Ean Tafoya, a co-chair of the Inter-Neighborhood Cooperation's zoning and planning committee, argues that outreach to the community occasionally doesn't achieve equal representation. "In the past, there hasn’t been real concerted effort to train [steering committee] members on getting a significant amount of input — you might talk to ten people or a hundred people, but there’s no tracking of that," he says. "There’s a deep mistrust of the government, especially by Latinos, when it comes to large projects like this."

According to CPD, while Denver is 46 percent non-white, only 17 percent of participants in community planning in general are non-white. Latinos, who make up 30 percent of the city's population, make up only 9 percent of community-planning participants.
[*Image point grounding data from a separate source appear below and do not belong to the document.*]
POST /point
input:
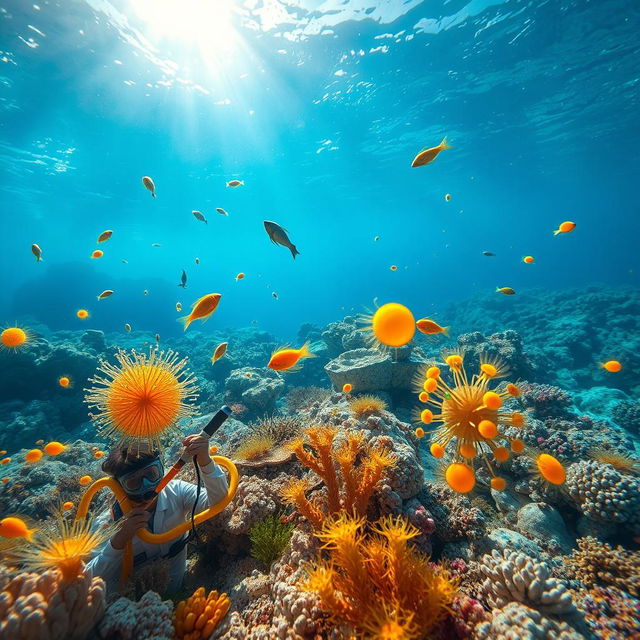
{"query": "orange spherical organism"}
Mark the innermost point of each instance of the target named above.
(460, 477)
(392, 325)
(488, 429)
(517, 419)
(433, 372)
(513, 390)
(430, 385)
(454, 361)
(14, 338)
(33, 455)
(492, 400)
(498, 484)
(437, 450)
(141, 397)
(612, 366)
(467, 451)
(426, 416)
(54, 448)
(551, 469)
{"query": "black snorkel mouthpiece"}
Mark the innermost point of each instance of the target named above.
(214, 424)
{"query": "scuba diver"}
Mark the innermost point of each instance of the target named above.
(139, 473)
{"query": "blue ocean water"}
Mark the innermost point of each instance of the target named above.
(319, 107)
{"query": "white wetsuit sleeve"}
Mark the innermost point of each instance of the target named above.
(106, 560)
(215, 485)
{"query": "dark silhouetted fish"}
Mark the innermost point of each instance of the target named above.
(278, 235)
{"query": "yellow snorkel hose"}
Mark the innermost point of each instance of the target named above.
(144, 534)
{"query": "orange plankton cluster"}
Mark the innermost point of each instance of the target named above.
(470, 417)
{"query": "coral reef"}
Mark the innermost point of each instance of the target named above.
(378, 586)
(196, 617)
(255, 388)
(517, 620)
(597, 563)
(269, 538)
(148, 619)
(610, 614)
(604, 494)
(44, 606)
(513, 577)
(369, 370)
(350, 473)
Even the current amount and diversity of opinions that the planning process attracts can provoke discontent and splintering. Kate Fields, a Congress Park resident, says that the last meeting about the East Central Area Plan devolved into a "community tantrum" in which some of her neighbors booed affordable housing.

Ingrid Lobo, who lives in Congress Park, became involved later in the process. The November 14 meeting was her second. "The plans are complicated and hard to understand," she says. "[They city] is definitely wanting to answer questions, but I think that translation is difficult."